Единственный человек здесь, который говорил, что было на уме, была Марфуша. И Пахарев ее за это любил.
— Не к добру это. Все от умственности, далось всем: портунисты, позиционеры. Других слов нету. Тоньку встретила — как встрепанная: «И ты суматошишься?» — «Мы этого не допустим. Вздрючим клеветников…» Пойми поди. Учителя друг дружке шепчут на ухо: «Катастрофа! Дошел до ручки». Это про тебя. И везде пустомельство, как во время царского свержения: «Ты за кого?» — «А ты за кого?» На базаре встретила куму: «Ну что твой-то, достукался?» Это про тебя. «А попик?» — «Что попик? Попик землей пахнет. Ему на том свете провиант отпустили».
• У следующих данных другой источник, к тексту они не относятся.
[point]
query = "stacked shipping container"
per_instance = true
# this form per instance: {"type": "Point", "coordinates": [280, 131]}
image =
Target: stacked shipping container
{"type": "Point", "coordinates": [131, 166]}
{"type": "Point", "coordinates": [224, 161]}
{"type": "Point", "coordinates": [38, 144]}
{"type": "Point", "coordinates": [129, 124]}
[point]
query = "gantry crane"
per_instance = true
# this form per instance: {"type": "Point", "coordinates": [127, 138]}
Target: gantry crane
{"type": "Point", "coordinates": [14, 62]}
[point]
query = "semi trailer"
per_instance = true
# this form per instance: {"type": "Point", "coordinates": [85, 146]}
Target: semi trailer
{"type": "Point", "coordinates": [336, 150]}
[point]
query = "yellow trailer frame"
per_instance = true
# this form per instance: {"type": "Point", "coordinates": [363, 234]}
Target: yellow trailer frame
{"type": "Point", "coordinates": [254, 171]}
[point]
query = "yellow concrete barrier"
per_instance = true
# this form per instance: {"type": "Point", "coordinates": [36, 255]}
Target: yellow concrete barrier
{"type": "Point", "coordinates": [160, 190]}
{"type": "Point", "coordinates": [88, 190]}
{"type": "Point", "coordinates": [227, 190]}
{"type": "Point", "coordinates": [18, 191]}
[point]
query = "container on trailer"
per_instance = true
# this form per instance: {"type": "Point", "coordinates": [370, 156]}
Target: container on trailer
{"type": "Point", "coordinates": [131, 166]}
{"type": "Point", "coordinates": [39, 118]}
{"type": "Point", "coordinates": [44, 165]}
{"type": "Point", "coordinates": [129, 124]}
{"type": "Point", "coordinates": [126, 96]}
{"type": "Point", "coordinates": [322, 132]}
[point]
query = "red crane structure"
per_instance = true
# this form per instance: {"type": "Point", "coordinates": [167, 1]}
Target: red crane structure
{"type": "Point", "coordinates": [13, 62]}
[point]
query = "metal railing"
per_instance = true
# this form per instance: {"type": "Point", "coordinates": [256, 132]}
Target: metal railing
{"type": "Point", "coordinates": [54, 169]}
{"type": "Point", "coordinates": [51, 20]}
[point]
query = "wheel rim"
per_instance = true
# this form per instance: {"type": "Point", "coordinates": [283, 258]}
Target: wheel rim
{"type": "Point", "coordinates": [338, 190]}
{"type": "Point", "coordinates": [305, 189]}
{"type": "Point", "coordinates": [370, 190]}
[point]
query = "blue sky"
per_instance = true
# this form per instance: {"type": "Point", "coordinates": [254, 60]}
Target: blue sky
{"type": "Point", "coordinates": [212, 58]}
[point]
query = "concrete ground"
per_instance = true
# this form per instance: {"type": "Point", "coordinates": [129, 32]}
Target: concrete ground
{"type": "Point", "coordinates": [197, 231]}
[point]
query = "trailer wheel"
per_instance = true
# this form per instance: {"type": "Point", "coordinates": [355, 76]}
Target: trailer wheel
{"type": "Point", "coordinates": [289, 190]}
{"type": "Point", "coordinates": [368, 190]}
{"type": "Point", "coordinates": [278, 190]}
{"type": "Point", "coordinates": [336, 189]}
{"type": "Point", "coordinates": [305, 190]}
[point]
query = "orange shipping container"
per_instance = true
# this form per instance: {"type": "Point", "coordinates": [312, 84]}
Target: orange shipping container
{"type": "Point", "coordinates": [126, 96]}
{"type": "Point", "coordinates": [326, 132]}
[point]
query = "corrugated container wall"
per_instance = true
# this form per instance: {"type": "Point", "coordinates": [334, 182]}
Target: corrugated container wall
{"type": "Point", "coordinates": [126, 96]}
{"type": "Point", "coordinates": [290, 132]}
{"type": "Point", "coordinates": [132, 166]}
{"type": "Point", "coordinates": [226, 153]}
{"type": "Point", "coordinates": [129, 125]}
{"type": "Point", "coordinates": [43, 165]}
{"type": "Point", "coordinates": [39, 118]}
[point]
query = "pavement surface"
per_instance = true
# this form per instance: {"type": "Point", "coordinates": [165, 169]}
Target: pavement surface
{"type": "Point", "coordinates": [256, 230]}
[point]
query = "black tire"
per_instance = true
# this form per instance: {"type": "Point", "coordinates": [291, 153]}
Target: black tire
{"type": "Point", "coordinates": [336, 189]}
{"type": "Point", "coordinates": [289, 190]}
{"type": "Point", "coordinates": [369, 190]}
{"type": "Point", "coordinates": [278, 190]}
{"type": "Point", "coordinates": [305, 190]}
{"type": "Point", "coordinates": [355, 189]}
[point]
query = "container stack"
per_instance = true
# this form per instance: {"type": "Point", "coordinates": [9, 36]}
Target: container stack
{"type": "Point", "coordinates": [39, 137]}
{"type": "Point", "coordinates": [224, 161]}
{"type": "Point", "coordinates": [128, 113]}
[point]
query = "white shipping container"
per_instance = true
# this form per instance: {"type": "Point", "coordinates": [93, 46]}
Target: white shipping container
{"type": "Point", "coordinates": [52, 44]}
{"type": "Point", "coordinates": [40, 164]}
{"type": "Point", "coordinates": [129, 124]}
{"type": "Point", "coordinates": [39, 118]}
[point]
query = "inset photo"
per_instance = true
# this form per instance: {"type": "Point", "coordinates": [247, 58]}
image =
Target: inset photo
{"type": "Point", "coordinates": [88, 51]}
Пахарев прошел в учительскую. До того оживленно разговаривавшие учителя сразу смолкли, насторожились. А вскоре все ушли из учительской, и он остался один.
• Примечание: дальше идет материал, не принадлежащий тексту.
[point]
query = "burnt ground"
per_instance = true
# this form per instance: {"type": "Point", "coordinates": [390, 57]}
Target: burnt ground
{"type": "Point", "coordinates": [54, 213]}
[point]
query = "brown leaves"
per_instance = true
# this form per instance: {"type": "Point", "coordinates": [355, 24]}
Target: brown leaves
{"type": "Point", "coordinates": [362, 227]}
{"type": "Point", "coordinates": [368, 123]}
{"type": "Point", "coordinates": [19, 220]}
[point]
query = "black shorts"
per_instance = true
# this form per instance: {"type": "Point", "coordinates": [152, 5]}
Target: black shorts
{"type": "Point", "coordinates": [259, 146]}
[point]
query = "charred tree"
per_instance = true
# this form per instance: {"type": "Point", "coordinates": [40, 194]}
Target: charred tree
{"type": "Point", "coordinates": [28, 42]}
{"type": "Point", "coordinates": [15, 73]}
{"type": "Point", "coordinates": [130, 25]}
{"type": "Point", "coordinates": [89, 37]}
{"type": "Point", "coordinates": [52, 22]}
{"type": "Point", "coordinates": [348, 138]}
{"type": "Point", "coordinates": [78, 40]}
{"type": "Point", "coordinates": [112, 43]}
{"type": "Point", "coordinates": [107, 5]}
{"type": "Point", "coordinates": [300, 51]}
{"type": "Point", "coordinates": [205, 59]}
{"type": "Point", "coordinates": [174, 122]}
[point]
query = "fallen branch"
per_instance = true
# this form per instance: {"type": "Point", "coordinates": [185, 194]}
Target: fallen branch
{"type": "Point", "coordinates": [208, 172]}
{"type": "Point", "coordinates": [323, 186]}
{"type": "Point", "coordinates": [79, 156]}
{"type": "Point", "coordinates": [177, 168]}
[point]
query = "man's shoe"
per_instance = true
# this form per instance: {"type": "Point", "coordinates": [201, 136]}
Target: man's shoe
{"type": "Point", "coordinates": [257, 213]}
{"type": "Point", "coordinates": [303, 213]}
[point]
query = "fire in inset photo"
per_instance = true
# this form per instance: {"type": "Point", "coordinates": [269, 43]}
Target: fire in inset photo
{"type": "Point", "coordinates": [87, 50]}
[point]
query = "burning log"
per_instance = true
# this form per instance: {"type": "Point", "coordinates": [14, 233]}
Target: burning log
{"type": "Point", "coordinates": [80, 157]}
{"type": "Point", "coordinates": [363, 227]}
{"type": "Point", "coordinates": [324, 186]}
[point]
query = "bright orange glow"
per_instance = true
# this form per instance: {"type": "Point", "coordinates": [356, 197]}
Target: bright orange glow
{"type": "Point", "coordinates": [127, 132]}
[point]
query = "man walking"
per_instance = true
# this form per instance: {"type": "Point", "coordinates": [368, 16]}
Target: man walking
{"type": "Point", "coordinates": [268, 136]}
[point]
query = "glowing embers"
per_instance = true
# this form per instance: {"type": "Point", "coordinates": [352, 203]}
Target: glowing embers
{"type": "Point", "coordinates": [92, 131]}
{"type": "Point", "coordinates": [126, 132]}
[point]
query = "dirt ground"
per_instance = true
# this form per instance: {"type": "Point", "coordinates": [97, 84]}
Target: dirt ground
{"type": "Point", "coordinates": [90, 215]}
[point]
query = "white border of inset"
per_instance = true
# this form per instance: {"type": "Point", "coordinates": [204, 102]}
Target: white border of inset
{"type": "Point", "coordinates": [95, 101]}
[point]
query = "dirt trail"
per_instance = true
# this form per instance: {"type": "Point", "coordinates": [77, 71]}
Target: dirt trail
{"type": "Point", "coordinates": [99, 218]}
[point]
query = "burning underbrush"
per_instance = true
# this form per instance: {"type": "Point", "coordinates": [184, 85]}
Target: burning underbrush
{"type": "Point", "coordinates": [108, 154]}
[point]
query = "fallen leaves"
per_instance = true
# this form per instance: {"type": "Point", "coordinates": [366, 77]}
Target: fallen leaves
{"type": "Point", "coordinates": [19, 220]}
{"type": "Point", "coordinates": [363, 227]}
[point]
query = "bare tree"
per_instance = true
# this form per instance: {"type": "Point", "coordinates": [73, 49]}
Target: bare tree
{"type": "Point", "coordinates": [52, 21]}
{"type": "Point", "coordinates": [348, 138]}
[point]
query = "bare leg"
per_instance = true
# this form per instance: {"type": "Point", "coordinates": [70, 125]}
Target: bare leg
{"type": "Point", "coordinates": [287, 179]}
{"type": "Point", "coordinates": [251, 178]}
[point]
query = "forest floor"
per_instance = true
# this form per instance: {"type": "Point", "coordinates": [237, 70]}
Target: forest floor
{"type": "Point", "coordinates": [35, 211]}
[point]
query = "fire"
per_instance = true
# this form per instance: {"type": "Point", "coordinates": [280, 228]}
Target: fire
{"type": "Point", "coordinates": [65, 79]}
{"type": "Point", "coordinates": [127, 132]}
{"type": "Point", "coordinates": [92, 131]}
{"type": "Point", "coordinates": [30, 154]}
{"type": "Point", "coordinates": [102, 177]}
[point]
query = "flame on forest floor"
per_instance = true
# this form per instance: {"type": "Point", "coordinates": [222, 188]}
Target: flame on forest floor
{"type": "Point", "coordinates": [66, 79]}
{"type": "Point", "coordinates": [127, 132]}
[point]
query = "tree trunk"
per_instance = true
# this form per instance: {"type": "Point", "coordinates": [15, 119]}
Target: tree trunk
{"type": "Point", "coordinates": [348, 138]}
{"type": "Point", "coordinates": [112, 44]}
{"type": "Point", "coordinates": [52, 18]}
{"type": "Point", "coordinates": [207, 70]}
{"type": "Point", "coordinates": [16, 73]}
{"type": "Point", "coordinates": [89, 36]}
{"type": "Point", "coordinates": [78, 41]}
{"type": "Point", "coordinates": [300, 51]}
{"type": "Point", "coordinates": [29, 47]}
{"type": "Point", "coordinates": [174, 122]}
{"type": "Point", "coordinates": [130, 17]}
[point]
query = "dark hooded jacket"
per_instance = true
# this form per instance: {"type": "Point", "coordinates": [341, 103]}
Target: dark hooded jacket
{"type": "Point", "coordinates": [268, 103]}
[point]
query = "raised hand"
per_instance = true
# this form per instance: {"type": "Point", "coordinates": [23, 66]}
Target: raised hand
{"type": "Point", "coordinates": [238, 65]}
«Как крысы с тонущего корабля бегут», — подумал он и пошел на урок.
В классе водворилась небывалая тишина. Все глядели на него недоумевающими испуганными глазами. Принуждение и холод царили в классе. Так держатся люди при негласных несчастьях, опасаясь того, чтобы как-нибудь не осложнить неосторожным поведением тягостную атмосферу.
Свой собственный голос казался Пахареву искусственным, а речь натянутой. И даже отъявленные шалунишки, которые при выходе из класса всегда откалывали какую-нибудь озорную штуку, и те выдохлись. Весь класс остался за партами, когда Пахарев ушел. Но, закрыв дверь, за своей спиной он услышал взрыв взволнованных голосов.
«Это слишком мучительно, надо решить», — сказал он себе и, забыв об обеде, пошел в уоно. Он потребует разъяснения, за его спиной плетется сеть интриг. Он даст наконец открытый бой Ариону. «Или ограждай от наветов, или привлекай к ответственности. Нет ничего мучительнее, чем неизвестность».